We were tigers and tigers don't wear pants
It didn't go so well. He got drunk and asked my dad if 'front or back' virginity mattered more.
its a nice change of pace not blacking out and actually remembering getting laid
I'm fucking an ugly guy. Don't come home.
well now I have to
Tried making out with pop rocks in my mouth. That shit is magical.
i told the cop we knew everyone at the party, it was 250 of our closest friends and she's like funny nobody on the balcony knew whose house this was
Thats why they were on the balcony!
I tried to stop that, but then I pulled the leaves out of my panties and went to sleep.
Had a guy spin me around at the bar, kiss me then say "oh shit you're not who I thought you were" and then walk away.
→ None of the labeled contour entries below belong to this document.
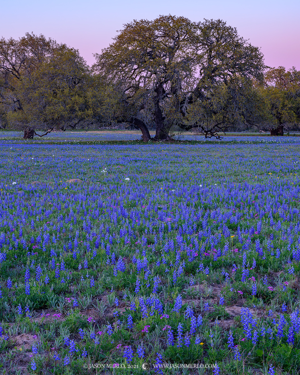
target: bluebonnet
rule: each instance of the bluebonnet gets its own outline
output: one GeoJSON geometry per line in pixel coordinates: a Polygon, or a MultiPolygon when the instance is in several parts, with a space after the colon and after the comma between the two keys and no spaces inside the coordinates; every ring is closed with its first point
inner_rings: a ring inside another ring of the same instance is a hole
{"type": "Polygon", "coordinates": [[[257,343],[257,339],[258,337],[258,335],[257,333],[257,331],[255,330],[253,332],[253,336],[252,338],[252,344],[254,346],[255,346],[257,343]]]}
{"type": "Polygon", "coordinates": [[[56,361],[59,361],[60,360],[60,358],[59,357],[59,356],[57,354],[57,352],[55,352],[53,354],[53,358],[56,361]]]}
{"type": "Polygon", "coordinates": [[[194,333],[196,332],[197,328],[197,320],[195,317],[193,315],[190,318],[190,332],[191,334],[194,333]]]}
{"type": "Polygon", "coordinates": [[[32,351],[33,354],[39,354],[39,351],[38,349],[38,346],[34,344],[32,347],[32,351]]]}
{"type": "Polygon", "coordinates": [[[34,358],[33,358],[31,361],[31,369],[34,371],[36,370],[36,363],[35,363],[35,361],[34,361],[34,358]]]}
{"type": "Polygon", "coordinates": [[[123,357],[126,358],[128,362],[131,362],[132,360],[133,356],[134,353],[131,348],[131,346],[125,346],[123,357]]]}
{"type": "Polygon", "coordinates": [[[274,368],[273,366],[271,366],[271,365],[270,365],[269,370],[268,371],[268,374],[269,375],[275,375],[275,371],[274,371],[274,368]]]}
{"type": "Polygon", "coordinates": [[[141,281],[138,278],[137,278],[136,281],[135,283],[135,292],[138,293],[140,291],[140,289],[141,288],[141,281]]]}
{"type": "Polygon", "coordinates": [[[236,345],[234,348],[234,359],[235,361],[240,361],[241,360],[241,354],[238,350],[238,346],[236,345]]]}
{"type": "Polygon", "coordinates": [[[17,311],[17,312],[18,312],[18,314],[19,315],[21,315],[22,314],[22,307],[21,307],[21,304],[20,303],[19,304],[18,304],[18,311],[17,311]]]}
{"type": "Polygon", "coordinates": [[[214,375],[220,375],[220,368],[219,367],[218,363],[216,362],[215,363],[214,368],[213,370],[214,375]]]}
{"type": "Polygon", "coordinates": [[[292,326],[289,327],[288,333],[288,338],[286,341],[288,344],[290,345],[294,345],[294,327],[292,326]]]}
{"type": "Polygon", "coordinates": [[[233,342],[233,336],[232,334],[232,332],[230,330],[229,331],[229,334],[228,336],[228,340],[227,340],[227,346],[228,348],[231,349],[233,349],[234,348],[234,344],[233,342]]]}
{"type": "Polygon", "coordinates": [[[187,348],[188,348],[190,345],[190,339],[188,332],[187,332],[184,336],[184,344],[187,348]]]}
{"type": "Polygon", "coordinates": [[[143,358],[145,356],[145,348],[142,345],[138,345],[136,348],[136,352],[139,358],[143,358]]]}
{"type": "Polygon", "coordinates": [[[174,345],[174,336],[171,328],[168,328],[167,332],[167,345],[168,346],[172,346],[174,345]]]}
{"type": "Polygon", "coordinates": [[[70,358],[68,357],[68,356],[66,356],[66,357],[63,359],[63,364],[65,366],[67,366],[68,364],[70,364],[70,358]]]}
{"type": "Polygon", "coordinates": [[[109,336],[111,336],[111,334],[112,333],[112,328],[111,327],[111,324],[109,324],[107,326],[107,333],[109,336]]]}
{"type": "Polygon", "coordinates": [[[286,324],[286,321],[285,319],[284,316],[280,314],[280,317],[277,326],[277,332],[276,334],[276,336],[279,339],[281,338],[284,336],[283,330],[286,324]]]}
{"type": "Polygon", "coordinates": [[[80,336],[81,338],[84,338],[85,336],[84,331],[81,328],[79,328],[79,335],[80,336]]]}
{"type": "Polygon", "coordinates": [[[178,324],[177,330],[178,332],[178,335],[177,336],[177,347],[181,348],[182,346],[182,332],[183,328],[182,325],[181,323],[178,324]]]}
{"type": "Polygon", "coordinates": [[[175,303],[174,305],[174,308],[173,309],[174,311],[176,312],[179,312],[179,310],[182,306],[182,298],[181,296],[179,294],[178,296],[175,300],[175,303]]]}

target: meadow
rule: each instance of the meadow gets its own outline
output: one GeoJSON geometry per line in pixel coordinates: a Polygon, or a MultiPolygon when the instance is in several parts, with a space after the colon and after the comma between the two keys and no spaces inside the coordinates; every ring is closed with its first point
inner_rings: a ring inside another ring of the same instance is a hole
{"type": "Polygon", "coordinates": [[[0,371],[298,374],[300,139],[72,139],[0,140],[0,371]]]}

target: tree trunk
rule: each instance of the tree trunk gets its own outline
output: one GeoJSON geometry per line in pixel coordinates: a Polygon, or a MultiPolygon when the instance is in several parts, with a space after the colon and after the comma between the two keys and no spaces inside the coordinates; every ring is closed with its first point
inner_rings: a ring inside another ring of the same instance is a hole
{"type": "Polygon", "coordinates": [[[151,139],[151,136],[148,128],[142,121],[134,117],[134,118],[132,118],[130,122],[133,122],[135,126],[137,126],[142,132],[144,142],[148,142],[151,139]]]}
{"type": "Polygon", "coordinates": [[[270,129],[270,133],[271,135],[283,135],[283,125],[280,125],[275,129],[270,129]]]}
{"type": "MultiPolygon", "coordinates": [[[[161,89],[163,90],[162,88],[161,89]]],[[[161,94],[160,92],[158,90],[157,92],[158,96],[159,97],[161,94]]],[[[153,139],[156,141],[165,141],[168,139],[171,125],[165,123],[166,119],[162,115],[159,106],[159,101],[158,99],[154,103],[154,116],[156,131],[153,139]]]]}
{"type": "Polygon", "coordinates": [[[26,129],[24,130],[24,136],[23,137],[24,139],[33,139],[33,136],[34,135],[34,131],[30,129],[26,129]]]}

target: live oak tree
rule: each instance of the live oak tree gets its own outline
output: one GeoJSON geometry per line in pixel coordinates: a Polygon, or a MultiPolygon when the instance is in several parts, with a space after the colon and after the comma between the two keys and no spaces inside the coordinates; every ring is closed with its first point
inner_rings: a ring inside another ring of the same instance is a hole
{"type": "Polygon", "coordinates": [[[93,67],[118,93],[111,121],[134,124],[144,141],[147,123],[155,123],[159,140],[174,125],[211,136],[257,121],[251,82],[262,79],[263,56],[235,28],[171,15],[124,26],[93,67]]]}
{"type": "Polygon", "coordinates": [[[77,50],[27,33],[19,41],[2,39],[0,59],[1,106],[8,128],[33,138],[88,118],[90,77],[77,50]]]}

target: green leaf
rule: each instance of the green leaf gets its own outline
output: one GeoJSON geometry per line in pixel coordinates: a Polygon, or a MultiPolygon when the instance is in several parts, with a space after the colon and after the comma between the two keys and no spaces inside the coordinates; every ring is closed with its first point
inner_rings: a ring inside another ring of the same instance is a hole
{"type": "Polygon", "coordinates": [[[256,354],[258,357],[261,357],[264,354],[264,352],[261,349],[258,349],[256,351],[256,354]]]}

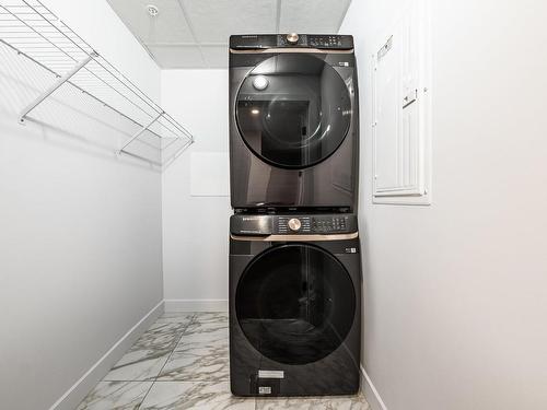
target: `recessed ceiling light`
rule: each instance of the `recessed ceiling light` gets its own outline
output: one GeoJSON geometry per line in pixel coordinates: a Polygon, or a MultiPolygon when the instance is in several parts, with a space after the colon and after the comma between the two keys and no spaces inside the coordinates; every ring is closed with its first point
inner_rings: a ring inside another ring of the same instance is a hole
{"type": "Polygon", "coordinates": [[[258,91],[266,90],[268,84],[269,84],[268,79],[264,75],[257,75],[253,80],[253,86],[258,91]]]}
{"type": "Polygon", "coordinates": [[[151,17],[155,17],[155,16],[158,16],[158,14],[160,14],[160,9],[158,9],[158,7],[154,4],[148,4],[147,11],[151,17]]]}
Apparently I yelled "Spring Break 1984" at a drunk couple fighting on the side of the road.
I woke up and found piles of popcorn in a trail around my house, ending at a laundry basket full of pillows. What were we trying to catch last night?
I currently look like a drunken mermaid, god I love beach parties.
After we hooked up, his roommate shouted "I LIKE TO HAVE SEX TOO" from across the apartment
So apparently my mom hired someone who goes by "DJ Dog Dick" for the family christmas party?
Are you vicariously golddigging through me?!
I impressed him by taking off my panties without removing my pants.